A fidelidade é uma das condições mais polêmicas e mais abusivas imposta pelas empresas na prestação dos serviços de telecomunicações. A manutenção da clientela atual, juntamente com a busca de maior número de usuários, desenfreada luta para desestabilizar a concorrente e aumentar os lucros, transforma a “caça” ao consumidor em verdadeira guerra.
Na celebração do contrato, o consumidor não obtém maiores informações sobre o significado da fidelidade, nem há qualquer destaque para a cláusula, e, como não lhe é fornecido o contrato, só poderá avaliar os efeitos da vinculação obrigatória, quando sentir necessidade de trocar de operadora.
A fidelidade não comporta exceção, pois a ocorrência de furto, roubo, clonagem, dificuldades com o sinal ou outras insatisfações do cliente com o serviço prestado não servem para justificar a rescisão sem altos encargos. Mesmo se aceita a penalidade, justificada pela empresa com o argumento de que subsidia a compra do aparelho, o valor da multa não pode ser superior ao do aparelho oferecido como “brinde”; indispensável redução correspondente ao tempo decorrido de uso do aparelho. Normalmente, entretanto, o contrato não prevê essa diminuição de valor e o consumidor aceita (se não buscar o Judiciário) e é obrigado a se submeter à cláusula da forma que é redigida pela operadora. Afinal, trata-se de contrato de adesão.
Essa condição adesiva e abusiva implica tornar o consumidor refém dos serviços e viola seu direito, porque restringe a concorrência, impede a busca de empresa que ofereça maiores vantagens; além disso, é cláusula que implica onerosidade excessiva.

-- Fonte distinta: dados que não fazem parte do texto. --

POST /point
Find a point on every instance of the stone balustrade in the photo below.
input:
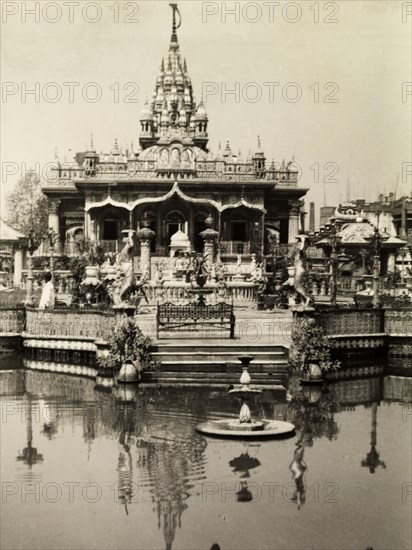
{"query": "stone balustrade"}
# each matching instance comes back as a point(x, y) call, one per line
point(178, 292)
point(351, 321)
point(398, 321)
point(11, 320)
point(69, 323)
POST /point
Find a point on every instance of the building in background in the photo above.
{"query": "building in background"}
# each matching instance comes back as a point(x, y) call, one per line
point(176, 182)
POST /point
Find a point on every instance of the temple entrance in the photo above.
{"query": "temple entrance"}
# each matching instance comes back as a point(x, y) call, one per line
point(175, 220)
point(110, 230)
point(238, 231)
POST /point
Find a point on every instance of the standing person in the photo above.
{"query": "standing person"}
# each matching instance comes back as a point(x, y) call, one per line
point(47, 295)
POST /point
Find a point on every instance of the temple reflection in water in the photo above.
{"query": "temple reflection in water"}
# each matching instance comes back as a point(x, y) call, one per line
point(144, 444)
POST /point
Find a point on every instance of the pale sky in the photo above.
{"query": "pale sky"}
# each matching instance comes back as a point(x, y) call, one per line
point(365, 56)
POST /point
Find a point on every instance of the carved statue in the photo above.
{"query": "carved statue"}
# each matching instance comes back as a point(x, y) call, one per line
point(298, 255)
point(125, 282)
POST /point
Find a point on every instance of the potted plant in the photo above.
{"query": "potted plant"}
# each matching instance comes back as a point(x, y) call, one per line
point(310, 351)
point(128, 352)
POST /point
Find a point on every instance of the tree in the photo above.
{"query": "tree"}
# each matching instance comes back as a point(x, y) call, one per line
point(28, 206)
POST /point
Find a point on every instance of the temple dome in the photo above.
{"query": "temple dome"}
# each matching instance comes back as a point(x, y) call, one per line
point(179, 239)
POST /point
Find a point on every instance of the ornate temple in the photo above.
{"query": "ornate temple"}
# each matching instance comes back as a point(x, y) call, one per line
point(175, 182)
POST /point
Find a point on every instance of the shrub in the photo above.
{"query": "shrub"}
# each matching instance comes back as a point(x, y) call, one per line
point(309, 343)
point(127, 342)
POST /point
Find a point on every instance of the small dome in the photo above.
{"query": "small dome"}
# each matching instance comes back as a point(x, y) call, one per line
point(146, 113)
point(201, 112)
point(179, 239)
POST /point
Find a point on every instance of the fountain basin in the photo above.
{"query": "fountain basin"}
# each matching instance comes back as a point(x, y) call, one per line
point(254, 429)
point(244, 393)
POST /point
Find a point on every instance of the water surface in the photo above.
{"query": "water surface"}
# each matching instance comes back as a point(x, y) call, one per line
point(82, 469)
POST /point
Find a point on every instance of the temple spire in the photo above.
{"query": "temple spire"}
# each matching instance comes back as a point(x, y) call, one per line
point(174, 26)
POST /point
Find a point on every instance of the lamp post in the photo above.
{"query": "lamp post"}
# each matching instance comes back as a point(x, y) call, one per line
point(376, 241)
point(32, 245)
point(335, 241)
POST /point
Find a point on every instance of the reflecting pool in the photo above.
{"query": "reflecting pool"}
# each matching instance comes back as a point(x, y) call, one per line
point(86, 469)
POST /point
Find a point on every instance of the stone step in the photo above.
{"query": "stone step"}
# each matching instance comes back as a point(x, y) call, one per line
point(205, 348)
point(235, 369)
point(209, 381)
point(225, 357)
point(278, 388)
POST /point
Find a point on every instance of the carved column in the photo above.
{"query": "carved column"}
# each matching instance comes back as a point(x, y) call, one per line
point(18, 265)
point(145, 236)
point(209, 237)
point(294, 214)
point(54, 223)
point(390, 266)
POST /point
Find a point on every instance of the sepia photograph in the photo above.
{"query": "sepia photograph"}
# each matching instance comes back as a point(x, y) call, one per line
point(206, 275)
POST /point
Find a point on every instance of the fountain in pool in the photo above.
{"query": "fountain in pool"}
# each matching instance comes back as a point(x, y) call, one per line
point(245, 425)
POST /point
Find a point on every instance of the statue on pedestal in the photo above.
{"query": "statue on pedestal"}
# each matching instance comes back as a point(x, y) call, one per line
point(125, 282)
point(298, 255)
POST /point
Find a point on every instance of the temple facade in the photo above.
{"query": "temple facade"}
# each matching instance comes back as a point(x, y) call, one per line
point(175, 183)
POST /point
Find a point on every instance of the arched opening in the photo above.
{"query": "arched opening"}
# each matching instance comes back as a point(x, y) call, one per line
point(174, 219)
point(200, 226)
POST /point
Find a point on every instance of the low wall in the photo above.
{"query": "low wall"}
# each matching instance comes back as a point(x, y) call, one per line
point(69, 324)
point(398, 322)
point(351, 321)
point(11, 320)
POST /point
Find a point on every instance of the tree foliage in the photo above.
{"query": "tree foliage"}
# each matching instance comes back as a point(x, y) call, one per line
point(127, 342)
point(28, 207)
point(309, 342)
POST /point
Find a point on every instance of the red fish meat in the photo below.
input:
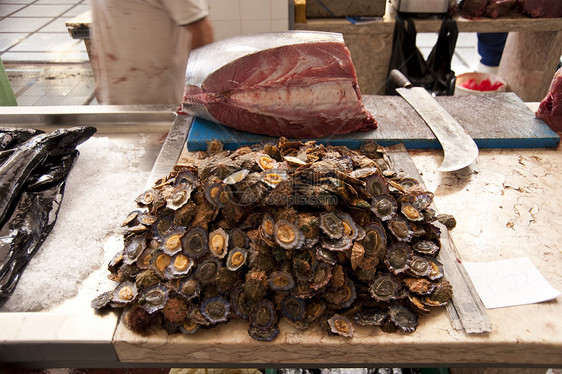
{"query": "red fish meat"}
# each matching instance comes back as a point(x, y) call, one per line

Mais comum é a cláusula de fidelidade pelo prazo máximo de 12 meses, mas há empresas que fixam esse tempo em até 36 meses.
Tramita na Câmara dos Deputados o Projeto de Lei nº 7.652/2006, dispondo “sobre a proibição de inserção de cláusulas de fidelidade nos contratos de prestação de serviços de telefonia móvel e fixa”. Enquanto o projeto não se transforma em lei, os consumidores devem buscar o Judiciário para questionar a abusividade, que não é impedida pela Anatel.
Se o consumidor reclama má prestação de serviço, evidente que não pode continuar preso ao contrato, cabível, portanto, a rescisão, sem qualquer sanção, na forma do art. 20 da lei consumerista. É-lhe assegurado o direito de mudar de operadora e a imposição da fidelidade fere vários dispositivos, entre os quais o inciso I, art. 39 CDC.
Quando o usuário busca o cancelamento do contrato passa por verdadeiro suplício, porque a hipótese é simplesmente inadmitida pelos atendentes do sistema. O cliente não tem opção: a busca de esclarecimento, qualquer reclamação, eventual suspensão ou pretensão de cancelamento do contrato só pode ser feita através do sistema call center ou internet. A dificuldade é tamanha que eventual pedido por escrito de cancelamento merece resposta com a orientação para buscar o atendimento telefônico. As informações sempre se voltam para esse meio e no número não se chega à conclusão alguma, porque o atendente luta para não permitir a rescisão contratual. Mantida a pretensão de cancelamento, o atendente transfere a ligação para outra área, “setor de qualidade”, “setor de retenção”, e aí nova sessão de convencimento acontece. Na verdade, o serviço funciona porque o percentual de convencimento situa-se em 85%. A ruptura do contrato pode causar aborrecimentos, tal como negativação do nome do usuário.
Considerando todas as dificuldades expostas, inclusive o fato de a empresa não aceitar pedido por escrito de cancelamento e não entregar ao consumidor o contrato, resta-lhe se servir do Judiciário, ante a omissão da Anatel. O julgador inverterá o ônus da prova, na forma do inciso VIII, art. 6º CDC, e impedirá o abuso praticado pelas empresas de telecomunicações.